Fluids and gases are never at rest. This statement is in apparent contradiction with our experience: when we pour water in a glass and wait until all flows have disappeared and the temperature of the liquid is in equilibrium with that of the room, we see that water appears to be completely at rest. However, if we were able to see the individual molecules of water with a very powerful microscope, we would discover that they are continuously moving and collide with each other following frantic, random paths, even if the liquid appears to be quiescent (dormant, inert, inactive) to the naked eye.

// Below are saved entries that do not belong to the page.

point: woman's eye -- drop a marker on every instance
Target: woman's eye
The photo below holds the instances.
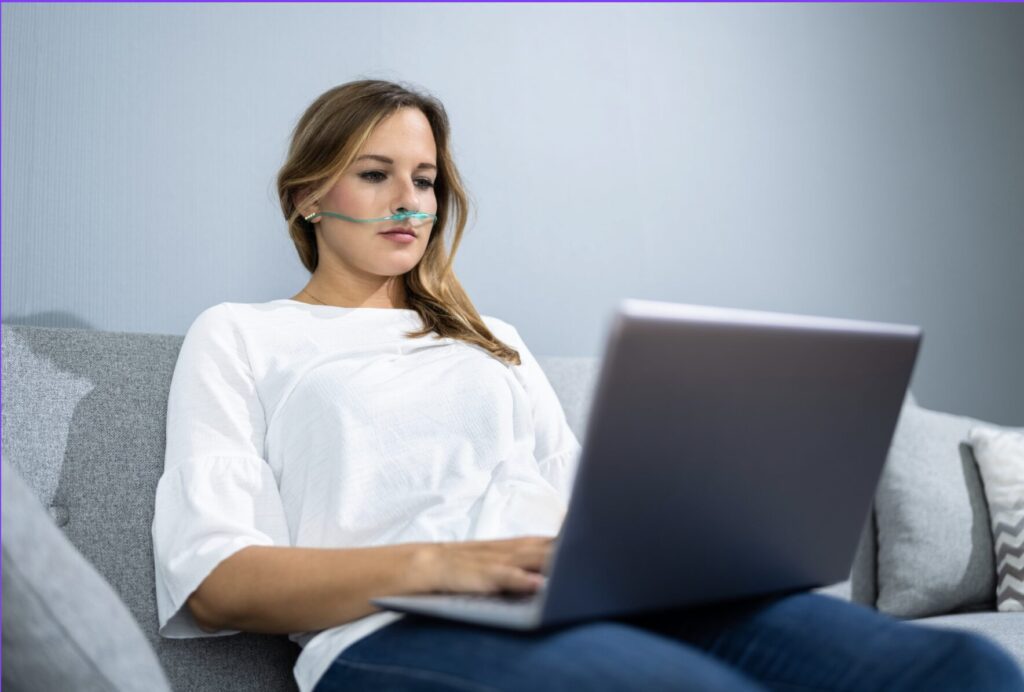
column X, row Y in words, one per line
column 377, row 176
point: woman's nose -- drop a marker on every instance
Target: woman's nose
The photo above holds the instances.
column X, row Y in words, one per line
column 407, row 198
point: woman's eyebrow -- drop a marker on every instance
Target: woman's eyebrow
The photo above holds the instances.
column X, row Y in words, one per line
column 385, row 160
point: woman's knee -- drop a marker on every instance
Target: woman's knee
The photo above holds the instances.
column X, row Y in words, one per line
column 965, row 660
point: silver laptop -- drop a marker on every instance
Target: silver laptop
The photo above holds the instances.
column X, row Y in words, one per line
column 728, row 453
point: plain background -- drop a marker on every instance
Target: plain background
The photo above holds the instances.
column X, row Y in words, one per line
column 862, row 161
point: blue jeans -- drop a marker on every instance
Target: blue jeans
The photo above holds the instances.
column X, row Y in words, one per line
column 798, row 642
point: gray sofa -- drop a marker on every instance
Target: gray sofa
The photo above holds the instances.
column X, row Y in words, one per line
column 83, row 425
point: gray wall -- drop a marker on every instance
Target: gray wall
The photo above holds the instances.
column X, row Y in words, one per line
column 859, row 161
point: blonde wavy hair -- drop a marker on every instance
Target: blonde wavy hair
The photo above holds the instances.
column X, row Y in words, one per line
column 326, row 141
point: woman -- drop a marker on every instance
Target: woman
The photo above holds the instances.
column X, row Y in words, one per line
column 375, row 435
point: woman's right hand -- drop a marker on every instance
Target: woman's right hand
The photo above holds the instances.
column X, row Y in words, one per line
column 485, row 566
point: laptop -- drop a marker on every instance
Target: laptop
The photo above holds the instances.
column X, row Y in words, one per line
column 728, row 453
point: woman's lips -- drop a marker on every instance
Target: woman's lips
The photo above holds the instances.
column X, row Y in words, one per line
column 399, row 235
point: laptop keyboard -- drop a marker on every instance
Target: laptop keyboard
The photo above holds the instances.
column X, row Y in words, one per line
column 497, row 603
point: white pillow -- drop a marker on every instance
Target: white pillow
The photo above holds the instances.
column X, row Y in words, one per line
column 1000, row 459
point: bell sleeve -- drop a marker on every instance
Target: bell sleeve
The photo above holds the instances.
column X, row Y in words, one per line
column 556, row 447
column 217, row 493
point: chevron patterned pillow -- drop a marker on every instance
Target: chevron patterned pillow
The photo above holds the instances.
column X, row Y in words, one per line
column 1000, row 459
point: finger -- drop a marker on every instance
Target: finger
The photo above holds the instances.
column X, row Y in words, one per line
column 515, row 579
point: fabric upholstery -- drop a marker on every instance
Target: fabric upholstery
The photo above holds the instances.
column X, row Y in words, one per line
column 83, row 421
column 1000, row 458
column 934, row 543
column 64, row 626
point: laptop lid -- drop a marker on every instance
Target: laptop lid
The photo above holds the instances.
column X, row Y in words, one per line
column 727, row 453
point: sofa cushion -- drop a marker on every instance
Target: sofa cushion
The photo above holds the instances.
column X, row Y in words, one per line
column 1007, row 630
column 64, row 626
column 84, row 415
column 1000, row 458
column 934, row 544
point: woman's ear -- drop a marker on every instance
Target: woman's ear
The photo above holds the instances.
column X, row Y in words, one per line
column 303, row 203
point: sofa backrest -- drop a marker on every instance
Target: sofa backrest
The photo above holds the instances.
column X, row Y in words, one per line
column 84, row 423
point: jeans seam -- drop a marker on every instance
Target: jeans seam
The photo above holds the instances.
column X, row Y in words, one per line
column 421, row 674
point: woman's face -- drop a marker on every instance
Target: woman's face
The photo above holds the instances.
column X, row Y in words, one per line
column 395, row 169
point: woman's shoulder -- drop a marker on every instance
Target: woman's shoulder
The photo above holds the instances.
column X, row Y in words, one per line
column 226, row 318
column 502, row 329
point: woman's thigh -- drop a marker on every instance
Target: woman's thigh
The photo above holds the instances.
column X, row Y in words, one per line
column 809, row 641
column 423, row 654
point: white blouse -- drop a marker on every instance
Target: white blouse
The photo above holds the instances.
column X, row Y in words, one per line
column 291, row 424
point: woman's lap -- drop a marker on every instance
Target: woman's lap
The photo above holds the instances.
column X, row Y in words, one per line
column 804, row 641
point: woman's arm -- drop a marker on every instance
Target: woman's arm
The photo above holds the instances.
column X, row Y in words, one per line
column 279, row 590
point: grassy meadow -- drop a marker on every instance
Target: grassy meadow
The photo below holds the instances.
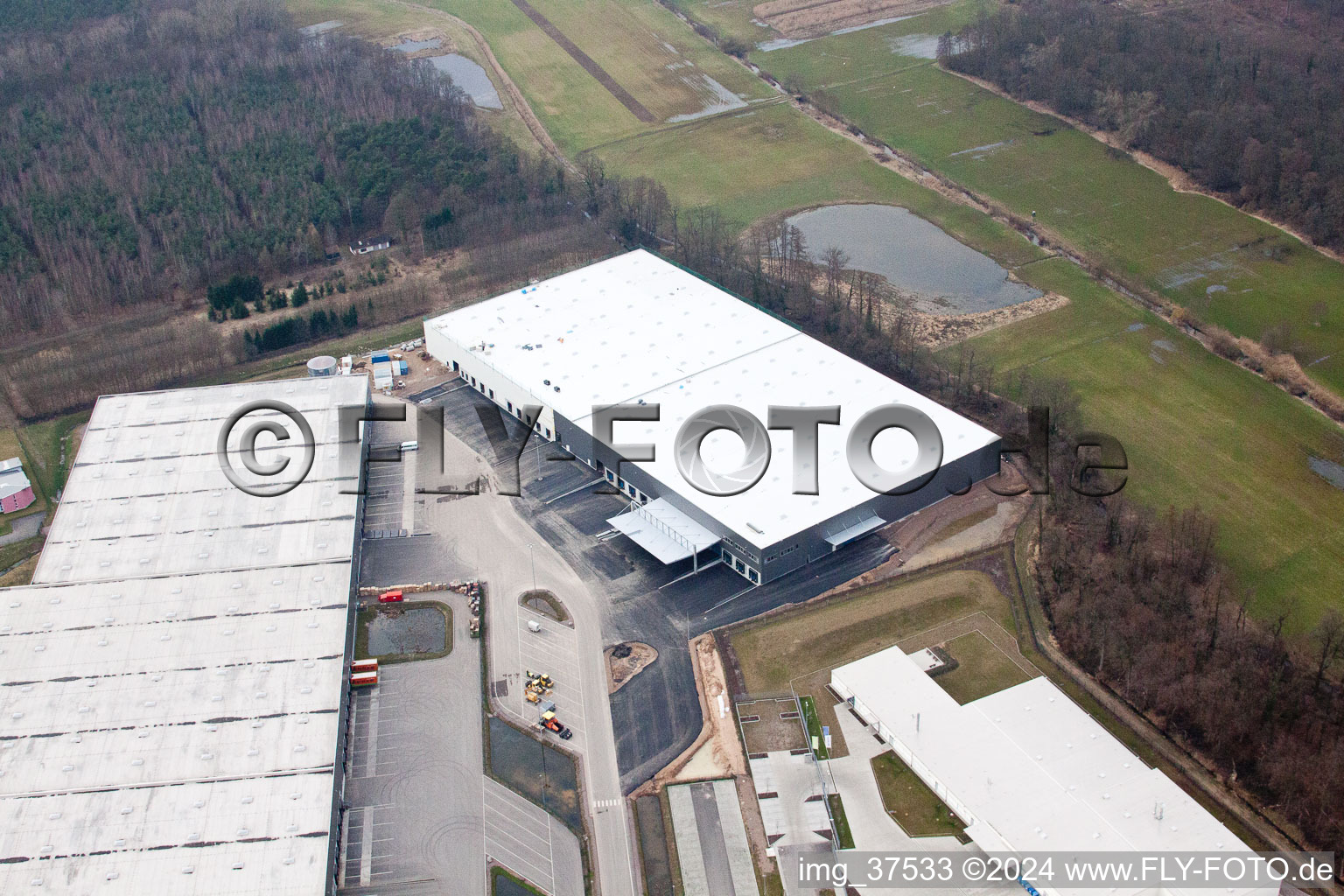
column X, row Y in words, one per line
column 1198, row 431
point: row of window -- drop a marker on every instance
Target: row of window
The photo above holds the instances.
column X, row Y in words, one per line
column 741, row 547
column 742, row 569
column 626, row 486
column 515, row 411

Scientists are interested in observing and measuring such movements because they reveal important, practical information: how fast does heat spread in a fluid? How fast do liquid mixtures mix? Such phenomena occur in the absence of a macroscopic flow, that is when the fluid appears to be at rest, and are called heat and mass diffusion respectively.While the theoretical prediction of heat and mass diffusion is still quite challenging, its measurement is a standard laboratory practice, but may become extremely difficult or impossible when dealing with mixtures of many liquids. Such measurements need to be carried out when the fluid is quiescent, a condition sometimes impossible to achieve on ground.
This is precisely the objective of the DSC (Diffusion & Soret Coefficients) experiment which was completed last Monday (16 January) by André Kuipers on board the International Space Station: the measurement of diffusion in mixtures of liquids.
Using very sensitive optical techniques (of the Selectable Optical Diagnostic Instrument or SODI), it is possible to measure mass diffusion, compare with current theories, and improve our present understanding of how molecules move in liquid mixtures.
The experiment hardware for this DSC experiment was installed in the Microgravity Science Glovebox (MSG) in November 2011, before André arrived on the ISS. André’s preparations allowed good and almost-continuous performance of the scientific runs. He had for example exchanged a power board in the Microgravity Science Glovebox at the end of December, and he and his colleagues regularly swapped the flash-disks on which all the science data and images are collected. On Monday André completed the experiment by removing the experiment hardware from the Microgravity Science Glovebox (MSG) and stowing it.Between the start and the completion of the experiment, the work of André and his colleagues in the ISS and the work of the operations, development and science teams on the ground allowed the completion of about 50 scientific runs. Plenty of data and images on how these fluids behave for the scientists to now dig into and analyse in detail! The results will be used by the large team of scientists involved in the project to try to understand which of the many existing theories for mass diffusion is correctly predicting the experimental behaviour.
This type of research has a lot of possible applications and benefits for us on Earth as well, as diffusion of heat or mass are present everywhere in nature and play a key role in many industrial and scientific processes such as deposition or separation techniques. One example of a concrete application of this research would be refinement of computer models of oil fields. So you can imagine we are all very much looking forward to the scientific publications!